Simon Sproule, director of communications for the Renault-Nissan Alliance, said yesterday he’ll become vice president of communications and marketing for the Palo Alto, California-based company in April. The move takes Sproule from the world’s biggest seller of battery-powered cars to Elon Musk’s Tesla, which seeks that title with increased sales of Model S sedans and planned additions to its all-electric lineup.
Liz Jarvis-Shean, a Tesla spokeswoman, confirmed the hiring and declined to elaborate.
The addition of Sproule, 45, who has spent more than 20 years at Nissan, Ford Motor Co. (F:US) and its former Jaguar brand as well as a stint at Microsoft Corp. (MSFT:US), coincides with Musk’s push to move Tesla from startup status to a competitive global automaker. Sproule’s past posts in the U.K., U.S., Japan and France as well as his knowledge of the global auto industry may benefit the youngest publicly traded U.S. carmaker.
“In many respects he’s got the perfect background,” said Joe Phillippi, principal of consulting firm AutoTrends Inc. in Andover, New Jersey. “He’s been on the tech side, he’s been on the international auto side and he works for a CEO with peripatetic qualities who runs more than one company.”

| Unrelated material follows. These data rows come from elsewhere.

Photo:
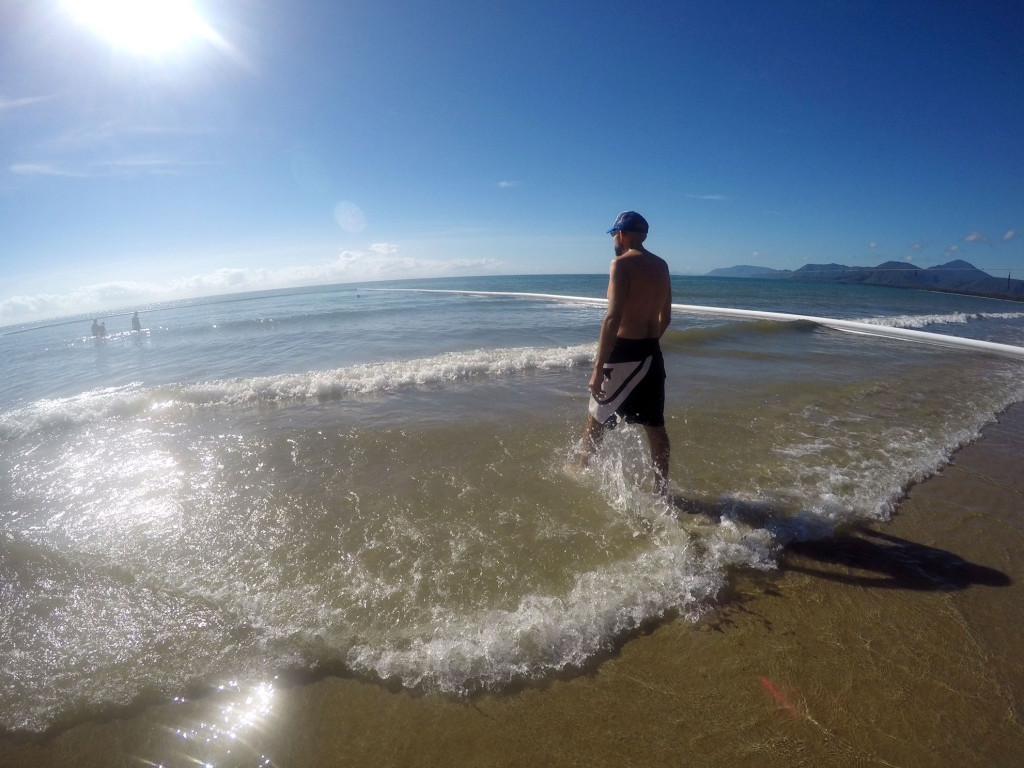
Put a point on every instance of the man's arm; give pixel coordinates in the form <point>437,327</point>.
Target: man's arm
<point>617,290</point>
<point>665,316</point>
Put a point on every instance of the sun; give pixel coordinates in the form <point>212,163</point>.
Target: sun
<point>144,27</point>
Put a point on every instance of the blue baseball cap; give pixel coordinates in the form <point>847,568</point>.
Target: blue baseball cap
<point>630,221</point>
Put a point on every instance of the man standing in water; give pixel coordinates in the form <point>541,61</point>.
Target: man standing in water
<point>629,372</point>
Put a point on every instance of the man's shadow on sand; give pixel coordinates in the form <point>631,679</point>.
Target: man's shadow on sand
<point>873,558</point>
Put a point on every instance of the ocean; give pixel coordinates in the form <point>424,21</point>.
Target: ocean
<point>377,483</point>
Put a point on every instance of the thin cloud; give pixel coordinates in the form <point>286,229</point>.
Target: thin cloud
<point>123,167</point>
<point>379,261</point>
<point>16,103</point>
<point>43,169</point>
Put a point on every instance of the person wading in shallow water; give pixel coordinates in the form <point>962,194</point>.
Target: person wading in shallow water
<point>629,372</point>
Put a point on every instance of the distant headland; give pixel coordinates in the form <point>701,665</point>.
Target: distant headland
<point>955,276</point>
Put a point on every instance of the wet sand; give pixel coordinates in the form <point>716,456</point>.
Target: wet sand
<point>898,644</point>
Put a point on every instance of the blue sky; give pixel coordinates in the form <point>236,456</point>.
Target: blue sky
<point>264,144</point>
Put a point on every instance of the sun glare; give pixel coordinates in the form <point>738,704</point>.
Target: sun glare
<point>146,27</point>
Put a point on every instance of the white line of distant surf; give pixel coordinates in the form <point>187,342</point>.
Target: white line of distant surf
<point>869,329</point>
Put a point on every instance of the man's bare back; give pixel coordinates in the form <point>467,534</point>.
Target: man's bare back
<point>640,281</point>
<point>639,311</point>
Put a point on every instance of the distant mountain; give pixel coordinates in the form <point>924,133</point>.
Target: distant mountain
<point>954,276</point>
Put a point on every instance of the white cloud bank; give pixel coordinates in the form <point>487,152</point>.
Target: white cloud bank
<point>378,262</point>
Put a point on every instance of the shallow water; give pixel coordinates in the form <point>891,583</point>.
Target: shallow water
<point>377,482</point>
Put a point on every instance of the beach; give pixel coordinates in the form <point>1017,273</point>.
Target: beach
<point>894,644</point>
<point>338,527</point>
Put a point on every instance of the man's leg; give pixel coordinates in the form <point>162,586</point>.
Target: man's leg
<point>659,451</point>
<point>593,435</point>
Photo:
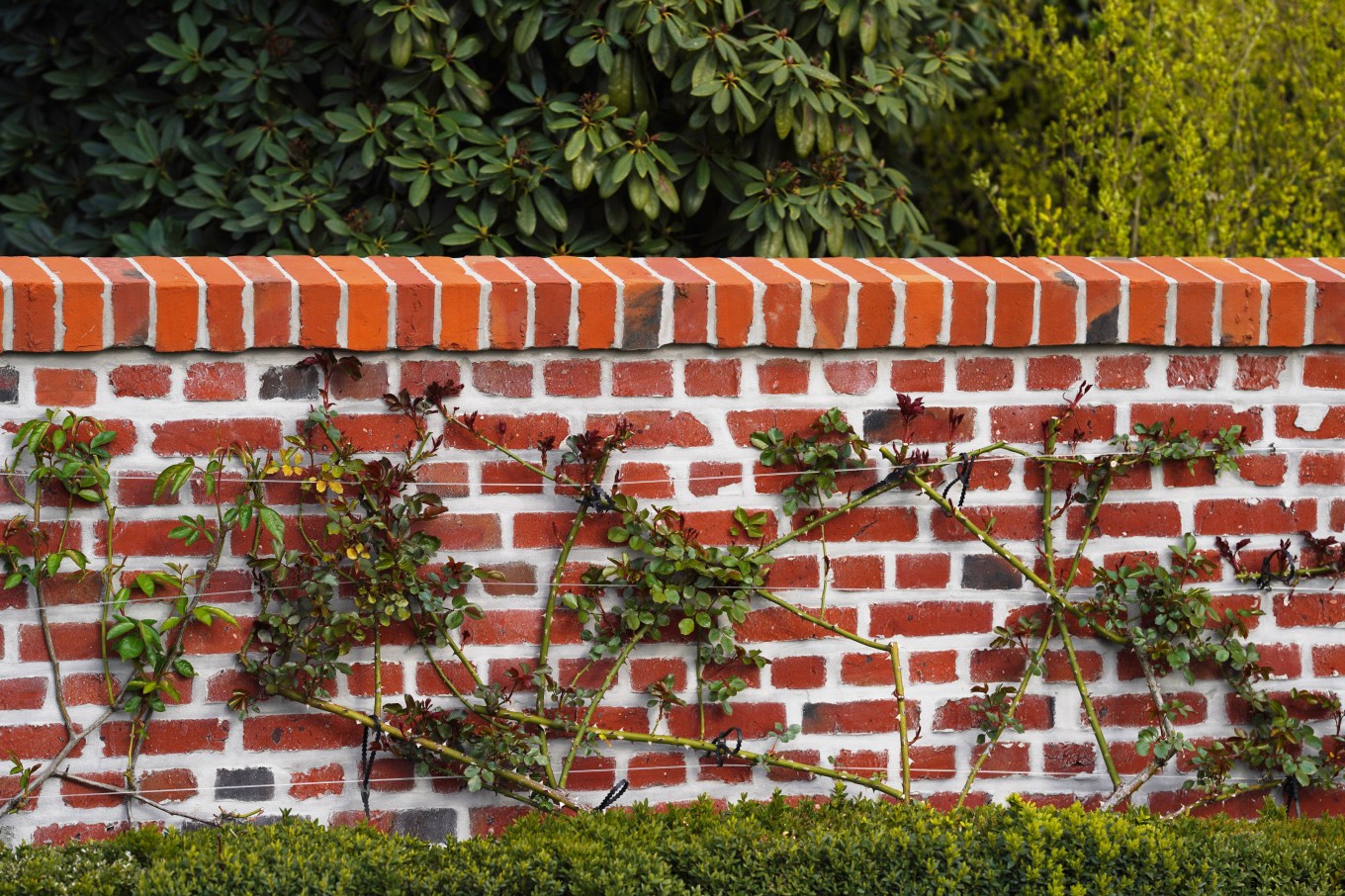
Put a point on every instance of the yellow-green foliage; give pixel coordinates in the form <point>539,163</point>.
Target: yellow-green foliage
<point>844,847</point>
<point>1165,127</point>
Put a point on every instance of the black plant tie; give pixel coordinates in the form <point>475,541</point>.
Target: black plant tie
<point>1263,580</point>
<point>612,795</point>
<point>596,499</point>
<point>963,478</point>
<point>366,767</point>
<point>721,744</point>
<point>892,478</point>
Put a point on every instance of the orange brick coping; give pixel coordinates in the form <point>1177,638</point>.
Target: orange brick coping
<point>482,303</point>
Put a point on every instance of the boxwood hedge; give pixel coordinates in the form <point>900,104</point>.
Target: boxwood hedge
<point>840,847</point>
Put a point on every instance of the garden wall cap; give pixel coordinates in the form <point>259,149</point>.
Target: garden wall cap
<point>485,303</point>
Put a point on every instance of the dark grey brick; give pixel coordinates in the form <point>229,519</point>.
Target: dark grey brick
<point>245,784</point>
<point>987,572</point>
<point>432,825</point>
<point>291,383</point>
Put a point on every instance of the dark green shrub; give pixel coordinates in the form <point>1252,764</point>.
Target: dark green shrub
<point>471,126</point>
<point>845,847</point>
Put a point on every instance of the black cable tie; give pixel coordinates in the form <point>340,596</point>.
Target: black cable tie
<point>366,764</point>
<point>612,795</point>
<point>721,744</point>
<point>1266,578</point>
<point>963,478</point>
<point>895,477</point>
<point>596,499</point>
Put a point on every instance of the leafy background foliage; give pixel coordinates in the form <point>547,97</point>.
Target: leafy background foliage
<point>1131,128</point>
<point>473,127</point>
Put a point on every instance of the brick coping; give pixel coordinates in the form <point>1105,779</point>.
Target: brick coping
<point>486,303</point>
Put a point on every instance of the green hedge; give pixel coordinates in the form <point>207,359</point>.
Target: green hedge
<point>845,847</point>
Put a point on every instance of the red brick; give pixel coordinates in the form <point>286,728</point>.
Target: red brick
<point>216,381</point>
<point>649,672</point>
<point>1059,668</point>
<point>78,795</point>
<point>168,784</point>
<point>167,736</point>
<point>937,425</point>
<point>317,782</point>
<point>149,538</point>
<point>657,428</point>
<point>361,679</point>
<point>916,377</point>
<point>1053,372</point>
<point>73,641</point>
<point>23,693</point>
<point>34,742</point>
<point>866,523</point>
<point>709,477</point>
<point>656,769</point>
<point>429,682</point>
<point>1123,372</point>
<point>299,731</point>
<point>1194,372</point>
<point>415,376</point>
<point>515,432</point>
<point>60,388</point>
<point>859,572</point>
<point>705,377</point>
<point>1011,522</point>
<point>851,377</point>
<point>1005,759</point>
<point>855,717</point>
<point>1068,759</point>
<point>78,832</point>
<point>929,618</point>
<point>866,669</point>
<point>1321,470</point>
<point>1024,422</point>
<point>1290,422</point>
<point>1034,712</point>
<point>503,378</point>
<point>1005,664</point>
<point>642,378</point>
<point>179,437</point>
<point>934,763</point>
<point>1131,519</point>
<point>508,478</point>
<point>1263,470</point>
<point>575,378</point>
<point>757,720</point>
<point>923,571</point>
<point>1323,370</point>
<point>1200,420</point>
<point>776,623</point>
<point>744,422</point>
<point>1240,517</point>
<point>783,377</point>
<point>791,574</point>
<point>798,672</point>
<point>985,374</point>
<point>646,479</point>
<point>933,667</point>
<point>787,775</point>
<point>1258,372</point>
<point>140,381</point>
<point>1300,609</point>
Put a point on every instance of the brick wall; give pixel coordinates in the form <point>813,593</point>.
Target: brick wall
<point>179,355</point>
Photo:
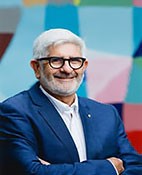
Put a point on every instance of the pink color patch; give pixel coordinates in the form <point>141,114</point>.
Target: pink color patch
<point>132,117</point>
<point>137,3</point>
<point>107,77</point>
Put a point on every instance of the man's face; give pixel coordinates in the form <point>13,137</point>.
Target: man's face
<point>65,80</point>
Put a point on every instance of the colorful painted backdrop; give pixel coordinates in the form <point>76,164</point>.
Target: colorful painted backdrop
<point>113,34</point>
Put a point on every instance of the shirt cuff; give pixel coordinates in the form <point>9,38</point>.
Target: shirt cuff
<point>114,167</point>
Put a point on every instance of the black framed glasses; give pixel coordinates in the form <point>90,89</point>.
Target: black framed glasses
<point>58,62</point>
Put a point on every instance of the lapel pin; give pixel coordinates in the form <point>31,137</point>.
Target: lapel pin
<point>89,115</point>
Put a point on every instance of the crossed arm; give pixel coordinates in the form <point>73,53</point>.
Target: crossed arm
<point>118,163</point>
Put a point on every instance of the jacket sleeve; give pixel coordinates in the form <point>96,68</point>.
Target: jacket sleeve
<point>19,154</point>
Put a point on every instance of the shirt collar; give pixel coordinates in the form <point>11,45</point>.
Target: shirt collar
<point>60,106</point>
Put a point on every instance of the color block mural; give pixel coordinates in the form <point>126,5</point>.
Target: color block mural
<point>112,31</point>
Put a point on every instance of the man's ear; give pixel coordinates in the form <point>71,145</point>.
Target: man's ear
<point>36,67</point>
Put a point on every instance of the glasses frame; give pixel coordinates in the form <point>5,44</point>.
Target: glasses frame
<point>63,61</point>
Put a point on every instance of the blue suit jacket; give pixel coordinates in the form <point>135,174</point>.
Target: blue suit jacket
<point>30,127</point>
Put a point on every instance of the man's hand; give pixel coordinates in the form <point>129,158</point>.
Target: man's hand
<point>43,162</point>
<point>118,163</point>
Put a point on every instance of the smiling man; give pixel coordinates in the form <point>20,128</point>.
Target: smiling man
<point>50,130</point>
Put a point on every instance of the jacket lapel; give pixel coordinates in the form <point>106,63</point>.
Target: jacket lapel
<point>93,144</point>
<point>53,119</point>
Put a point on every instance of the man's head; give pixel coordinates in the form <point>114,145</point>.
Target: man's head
<point>58,61</point>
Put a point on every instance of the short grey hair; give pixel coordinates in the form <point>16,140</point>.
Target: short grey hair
<point>55,37</point>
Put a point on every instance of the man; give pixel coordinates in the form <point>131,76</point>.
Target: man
<point>49,130</point>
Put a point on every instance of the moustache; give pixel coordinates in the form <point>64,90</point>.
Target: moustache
<point>65,75</point>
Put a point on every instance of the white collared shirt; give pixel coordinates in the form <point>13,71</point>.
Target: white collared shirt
<point>71,114</point>
<point>67,112</point>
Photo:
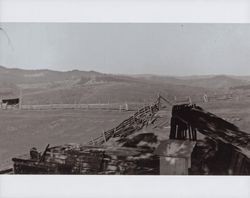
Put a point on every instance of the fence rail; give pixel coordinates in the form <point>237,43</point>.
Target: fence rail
<point>107,106</point>
<point>129,125</point>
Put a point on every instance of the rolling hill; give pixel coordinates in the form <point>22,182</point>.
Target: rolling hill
<point>56,87</point>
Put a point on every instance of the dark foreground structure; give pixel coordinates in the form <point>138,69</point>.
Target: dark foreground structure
<point>128,149</point>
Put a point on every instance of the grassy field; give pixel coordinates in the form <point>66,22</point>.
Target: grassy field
<point>236,112</point>
<point>21,130</point>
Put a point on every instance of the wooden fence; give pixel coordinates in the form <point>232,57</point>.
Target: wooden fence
<point>135,122</point>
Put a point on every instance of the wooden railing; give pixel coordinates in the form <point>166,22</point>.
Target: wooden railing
<point>128,126</point>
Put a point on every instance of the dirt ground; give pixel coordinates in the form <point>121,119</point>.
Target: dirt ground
<point>22,130</point>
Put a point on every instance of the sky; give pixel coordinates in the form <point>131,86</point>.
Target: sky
<point>163,49</point>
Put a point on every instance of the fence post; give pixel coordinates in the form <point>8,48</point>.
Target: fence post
<point>103,133</point>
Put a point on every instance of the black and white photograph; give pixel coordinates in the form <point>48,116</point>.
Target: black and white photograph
<point>124,99</point>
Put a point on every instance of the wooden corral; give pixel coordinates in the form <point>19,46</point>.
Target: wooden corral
<point>226,150</point>
<point>79,159</point>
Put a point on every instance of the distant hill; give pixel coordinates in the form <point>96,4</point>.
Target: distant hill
<point>210,82</point>
<point>47,86</point>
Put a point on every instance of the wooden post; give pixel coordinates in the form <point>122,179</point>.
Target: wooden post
<point>126,106</point>
<point>104,137</point>
<point>20,99</point>
<point>190,100</point>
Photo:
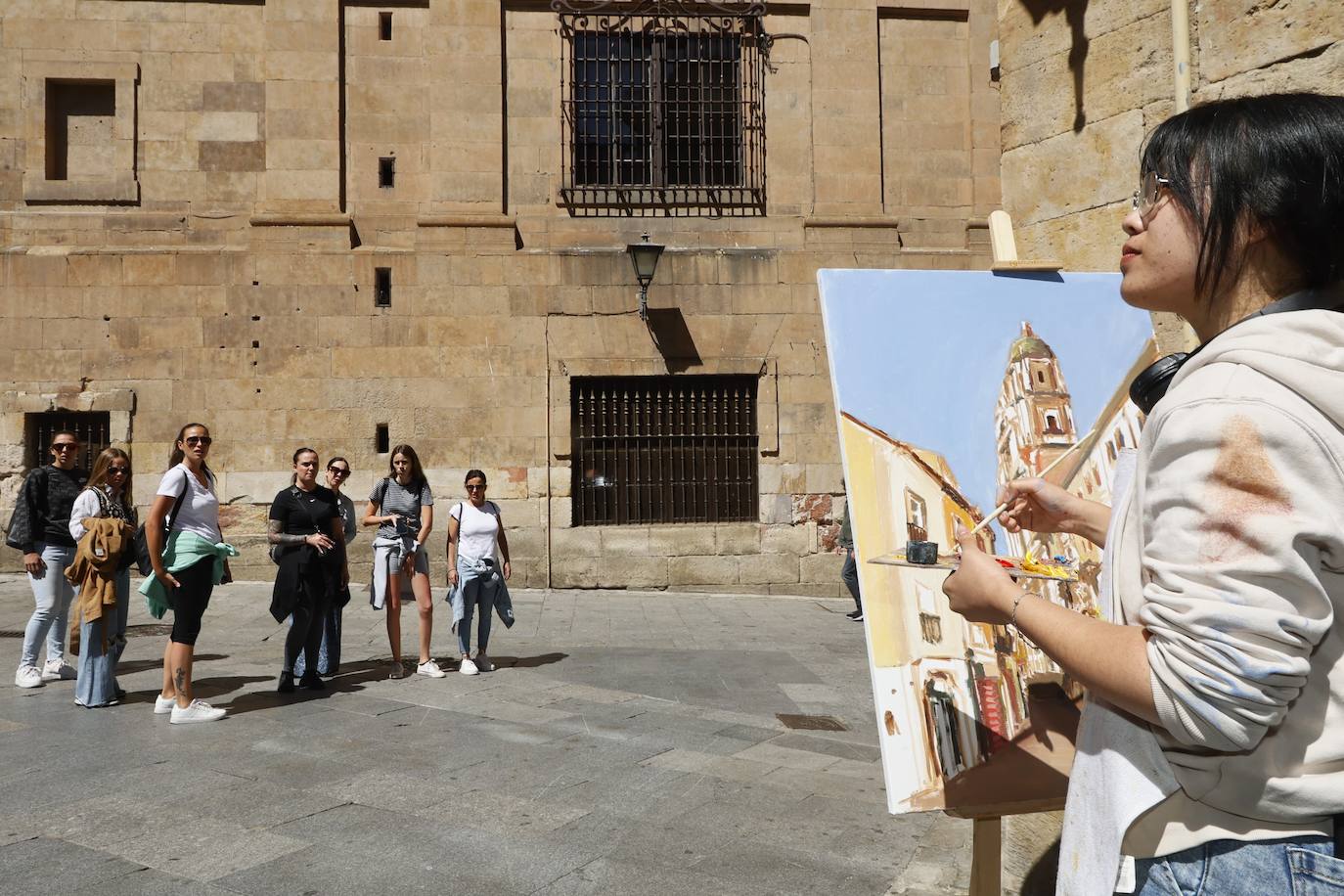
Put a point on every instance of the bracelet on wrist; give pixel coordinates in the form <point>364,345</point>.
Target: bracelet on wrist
<point>1012,619</point>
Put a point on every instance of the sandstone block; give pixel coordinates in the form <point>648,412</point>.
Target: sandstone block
<point>707,569</point>
<point>768,568</point>
<point>820,568</point>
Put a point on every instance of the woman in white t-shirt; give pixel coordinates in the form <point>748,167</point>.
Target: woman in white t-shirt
<point>189,563</point>
<point>474,539</point>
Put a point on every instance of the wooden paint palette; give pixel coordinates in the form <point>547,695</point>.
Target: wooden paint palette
<point>952,561</point>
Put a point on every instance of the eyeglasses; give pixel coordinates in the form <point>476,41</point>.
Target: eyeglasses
<point>1149,191</point>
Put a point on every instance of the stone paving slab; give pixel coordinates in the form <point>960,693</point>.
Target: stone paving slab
<point>628,743</point>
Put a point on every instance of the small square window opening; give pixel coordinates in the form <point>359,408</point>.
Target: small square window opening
<point>381,287</point>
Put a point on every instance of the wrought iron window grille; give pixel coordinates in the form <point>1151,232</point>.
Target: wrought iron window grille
<point>664,449</point>
<point>663,107</point>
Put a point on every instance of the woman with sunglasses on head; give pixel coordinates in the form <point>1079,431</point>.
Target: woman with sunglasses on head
<point>187,564</point>
<point>103,628</point>
<point>402,508</point>
<point>40,529</point>
<point>306,528</point>
<point>1211,748</point>
<point>328,653</point>
<point>476,543</point>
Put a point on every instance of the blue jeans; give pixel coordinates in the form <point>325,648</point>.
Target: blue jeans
<point>328,653</point>
<point>97,683</point>
<point>53,593</point>
<point>1292,867</point>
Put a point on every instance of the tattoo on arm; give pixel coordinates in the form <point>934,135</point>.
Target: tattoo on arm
<point>276,536</point>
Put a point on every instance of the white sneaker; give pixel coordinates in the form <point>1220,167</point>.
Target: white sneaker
<point>27,677</point>
<point>198,711</point>
<point>58,670</point>
<point>428,668</point>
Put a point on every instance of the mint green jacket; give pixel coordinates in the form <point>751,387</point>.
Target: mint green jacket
<point>184,550</point>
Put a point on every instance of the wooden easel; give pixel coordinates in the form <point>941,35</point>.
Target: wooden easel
<point>987,831</point>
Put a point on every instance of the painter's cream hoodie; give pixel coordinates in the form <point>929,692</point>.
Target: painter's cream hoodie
<point>1239,539</point>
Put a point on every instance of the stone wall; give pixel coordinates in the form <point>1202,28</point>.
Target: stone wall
<point>1084,82</point>
<point>222,269</point>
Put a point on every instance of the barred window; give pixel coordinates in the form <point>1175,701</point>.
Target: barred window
<point>664,109</point>
<point>664,449</point>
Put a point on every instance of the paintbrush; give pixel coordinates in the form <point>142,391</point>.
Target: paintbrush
<point>1041,475</point>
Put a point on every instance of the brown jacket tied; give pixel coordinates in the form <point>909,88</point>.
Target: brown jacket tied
<point>94,569</point>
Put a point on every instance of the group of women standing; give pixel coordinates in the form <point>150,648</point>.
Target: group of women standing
<point>77,539</point>
<point>309,528</point>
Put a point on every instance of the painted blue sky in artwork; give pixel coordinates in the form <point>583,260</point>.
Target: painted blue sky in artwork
<point>922,353</point>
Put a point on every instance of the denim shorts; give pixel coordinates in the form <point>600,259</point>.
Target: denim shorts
<point>1292,867</point>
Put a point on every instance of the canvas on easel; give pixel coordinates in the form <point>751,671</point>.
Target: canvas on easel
<point>946,384</point>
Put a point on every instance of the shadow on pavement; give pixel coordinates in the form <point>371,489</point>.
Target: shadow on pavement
<point>348,680</point>
<point>527,662</point>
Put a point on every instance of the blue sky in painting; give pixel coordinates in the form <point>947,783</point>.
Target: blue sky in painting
<point>922,353</point>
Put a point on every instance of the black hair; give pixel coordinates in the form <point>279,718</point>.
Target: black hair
<point>178,454</point>
<point>293,479</point>
<point>1273,161</point>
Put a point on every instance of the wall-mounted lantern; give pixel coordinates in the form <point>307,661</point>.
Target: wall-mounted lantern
<point>644,255</point>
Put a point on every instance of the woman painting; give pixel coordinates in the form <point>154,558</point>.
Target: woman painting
<point>1211,748</point>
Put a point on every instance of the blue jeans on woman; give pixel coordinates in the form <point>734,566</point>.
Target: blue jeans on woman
<point>1292,867</point>
<point>97,681</point>
<point>51,593</point>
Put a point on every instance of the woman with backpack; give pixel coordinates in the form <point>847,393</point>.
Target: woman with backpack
<point>40,529</point>
<point>103,629</point>
<point>402,508</point>
<point>308,542</point>
<point>476,543</point>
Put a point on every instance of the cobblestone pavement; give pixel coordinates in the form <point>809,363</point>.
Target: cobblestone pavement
<point>628,743</point>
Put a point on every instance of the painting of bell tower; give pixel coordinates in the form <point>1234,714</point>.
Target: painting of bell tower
<point>1034,416</point>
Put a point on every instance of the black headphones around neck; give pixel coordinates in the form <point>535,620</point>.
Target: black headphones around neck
<point>1153,381</point>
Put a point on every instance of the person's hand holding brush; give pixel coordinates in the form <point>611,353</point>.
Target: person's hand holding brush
<point>1041,507</point>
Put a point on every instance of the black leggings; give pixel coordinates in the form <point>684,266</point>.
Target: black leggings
<point>305,633</point>
<point>191,600</point>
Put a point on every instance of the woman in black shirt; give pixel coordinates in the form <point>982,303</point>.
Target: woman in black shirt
<point>306,528</point>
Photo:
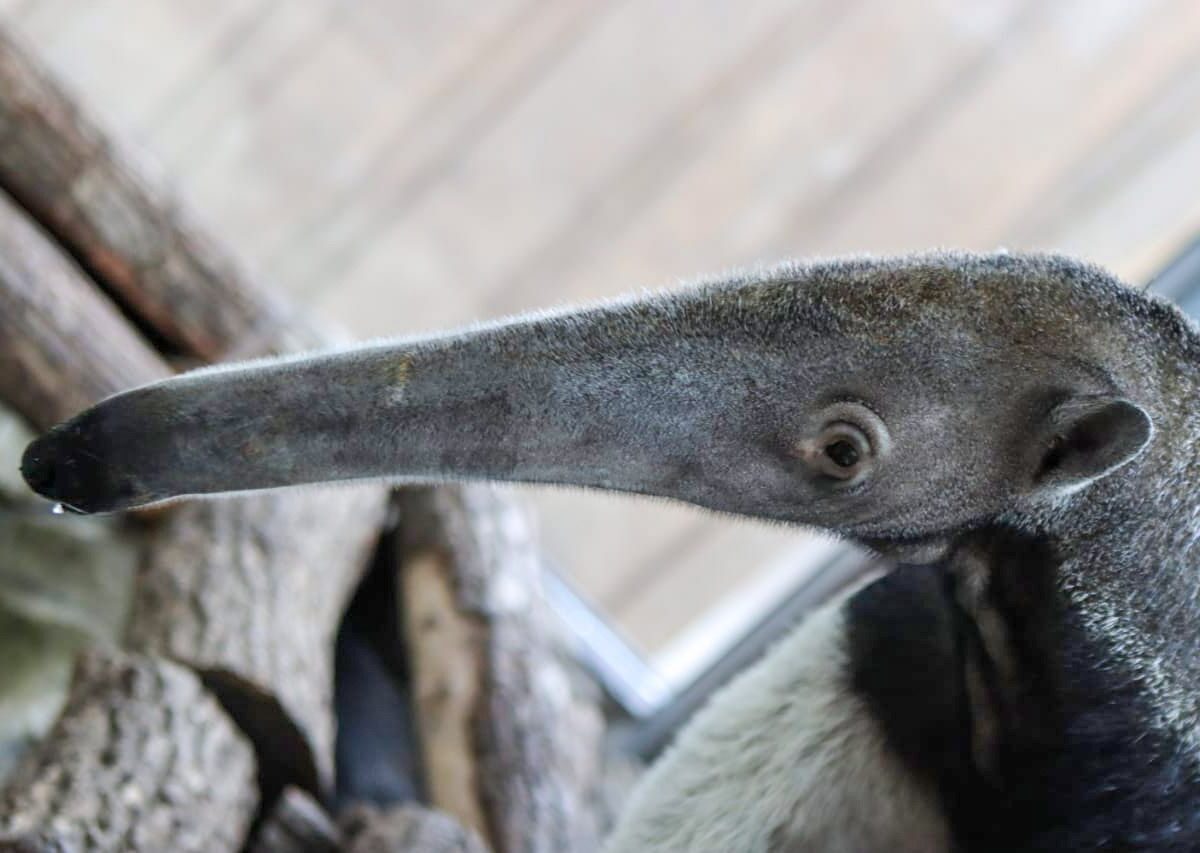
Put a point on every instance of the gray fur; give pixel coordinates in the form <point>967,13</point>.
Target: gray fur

Ghosn is simultaneously chief executive officer and chairman of France’s Renault and Yokohama, Japan-based Nissan. Similarly, Musk, 42, runs Space Exploration Technologies Corp., the closely held rocket company known as SpaceX, and is chairman of SolarCity Corp., while also being Tesla’s CEO and co-founder.
Combined sales for Renault and Nissan last year totaled 7.25 million cars and trucks, ranking them together as the world’s fifth-largest auto group, according to data compiled by Bloomberg. By comparison, Tesla sold 22,477 units of the Model S, a luxury car priced from $71,000 to more than $100,000. It’s targeting an increase of at least 55 percent this year, led by exports to China and Europe.
“It’s a shrewd hire,” John Casesa, senior managing director at Guggenheim Partners LLC in New York, said of Sproule. “He’s very experienced and will bring a lot of knowledge and credibility as an ambassador for Tesla.”
Tesla, with the best-performing international automotive stock in at least the past 20 years, was dealt a blow March 11 when New Jersey moved to block its direct-sales model in that state. The New Jersey Motor Vehicle Commission, with members appointed by Governor Chris Christie, voted unanimously to bar any form of direct automotive sales in the Garden State.
Tesla hasn’t yet said how it will respond. The company is also fighting attempts in Ohio and New York to limit its stores from selling cars directly to consumers from its Fremont, California, factory.
“Tesla is a high-flying company that’s viewed by some as a tech company, but understands that it’s also an automotive company,” said Alan Baum, an analyst at Baum & Associates in West Bloomfield, Michigan. “Because Tesla’s stock and image have been so hot for the financial community, that heightens the importance of the public-relations component.”
Tesla rose 3 percent to $241.49 yesterday in New York trading. The shares have gained 61 percent this year. Nissan was unchanged at 875 yen as of the midday trading break in Tokyo and has declined 1 percent this year.